Dimensionality Reduction Considered Harmful (Some of the Time)
Hyeon Jeon
TL;DR
This work investigates how dimensionality reduction (DR) orderences in visual analytics can produce unreliable conclusions and proposes concrete remedies. It identifies three core reliability challenges—misuse of t-SNE/UMAP for inappropriate tasks, hyperparameter cherry-picking, and erroneous interactions—driven by distortion-prone projections and biased evaluation metrics. The contributions include (i) Label-Trustworthiness and Label-Continuity for label-based evaluation that mitigates overemphasis on class separability, (ii) a dataset-adaptive DR optimization workflow using structural complexity metrics (Pds and Mnc) to accelerate hyperparameter search and selection, and (iii) distortion-aware brushing to robustly locate high-dimensional clusters despite projection distortions.

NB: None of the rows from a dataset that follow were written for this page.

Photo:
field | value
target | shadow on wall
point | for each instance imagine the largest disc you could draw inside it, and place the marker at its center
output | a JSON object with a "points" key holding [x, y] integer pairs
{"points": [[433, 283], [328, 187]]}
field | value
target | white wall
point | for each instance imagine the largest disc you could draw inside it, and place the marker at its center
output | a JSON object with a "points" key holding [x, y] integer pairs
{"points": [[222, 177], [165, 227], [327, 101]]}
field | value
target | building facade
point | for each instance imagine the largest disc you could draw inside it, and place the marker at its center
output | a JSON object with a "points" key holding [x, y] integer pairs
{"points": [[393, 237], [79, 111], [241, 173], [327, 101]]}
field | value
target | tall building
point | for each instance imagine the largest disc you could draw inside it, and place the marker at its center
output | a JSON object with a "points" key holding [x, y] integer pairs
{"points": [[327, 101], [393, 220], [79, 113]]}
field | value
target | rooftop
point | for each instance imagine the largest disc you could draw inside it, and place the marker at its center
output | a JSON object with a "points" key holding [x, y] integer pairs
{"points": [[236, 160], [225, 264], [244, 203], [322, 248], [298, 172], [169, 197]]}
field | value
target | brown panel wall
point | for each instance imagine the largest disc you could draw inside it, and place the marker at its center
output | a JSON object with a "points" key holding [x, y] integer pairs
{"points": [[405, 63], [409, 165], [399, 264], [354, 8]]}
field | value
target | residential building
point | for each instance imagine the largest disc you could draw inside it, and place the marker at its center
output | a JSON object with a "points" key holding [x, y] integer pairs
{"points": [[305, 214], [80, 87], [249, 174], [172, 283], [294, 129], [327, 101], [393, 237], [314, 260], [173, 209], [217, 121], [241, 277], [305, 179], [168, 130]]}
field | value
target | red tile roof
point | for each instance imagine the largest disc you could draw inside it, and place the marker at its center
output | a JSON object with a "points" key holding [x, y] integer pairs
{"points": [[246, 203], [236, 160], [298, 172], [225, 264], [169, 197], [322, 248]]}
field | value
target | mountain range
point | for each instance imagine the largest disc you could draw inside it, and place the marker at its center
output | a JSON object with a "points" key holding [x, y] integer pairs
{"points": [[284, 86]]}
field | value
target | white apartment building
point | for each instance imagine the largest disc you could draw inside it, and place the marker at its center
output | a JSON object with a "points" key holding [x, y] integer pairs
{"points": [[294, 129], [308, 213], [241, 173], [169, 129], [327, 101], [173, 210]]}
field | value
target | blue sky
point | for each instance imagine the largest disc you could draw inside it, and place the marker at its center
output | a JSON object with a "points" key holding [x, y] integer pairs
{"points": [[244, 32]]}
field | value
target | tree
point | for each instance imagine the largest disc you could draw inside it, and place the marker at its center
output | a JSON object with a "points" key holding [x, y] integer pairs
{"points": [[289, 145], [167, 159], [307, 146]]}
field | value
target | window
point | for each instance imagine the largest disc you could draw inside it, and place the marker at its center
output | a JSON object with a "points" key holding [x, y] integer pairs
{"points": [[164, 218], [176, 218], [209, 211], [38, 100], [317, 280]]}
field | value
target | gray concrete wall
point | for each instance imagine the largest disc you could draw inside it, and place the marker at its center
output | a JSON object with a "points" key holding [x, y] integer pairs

Together, these developments aim to make DR-enabled visual analytics more trustworthy, reproducible, and efficient, with practical impact on how practitioners select DR techniques, tune parameters, and interact with projections.
Abstract
Visual analytics now plays a central role in decision-making across diverse disciplines, but it can be unreliable: the knowledge or insights derived from the analysis may not accurately reflect the underlying data. In this dissertation, we improve the reliability of visual analytics with a focus on dimensionality reduction (DR). DR techniques enable visual analysis of high-dimensional data by reducing it to two or three dimensions, but they inherently introduce errors that can compromise the reliability of visual analytics. To this end, I investigate reliability challenges that practitioners face when using DR for visual analytics. Then, I propose technical solutions to address these challenges, including new evaluation metrics, optimization strategies, and interaction techniques. We conclude the thesis by discussing how our contributions lay the foundation for achieving more reliable visual analytics practices.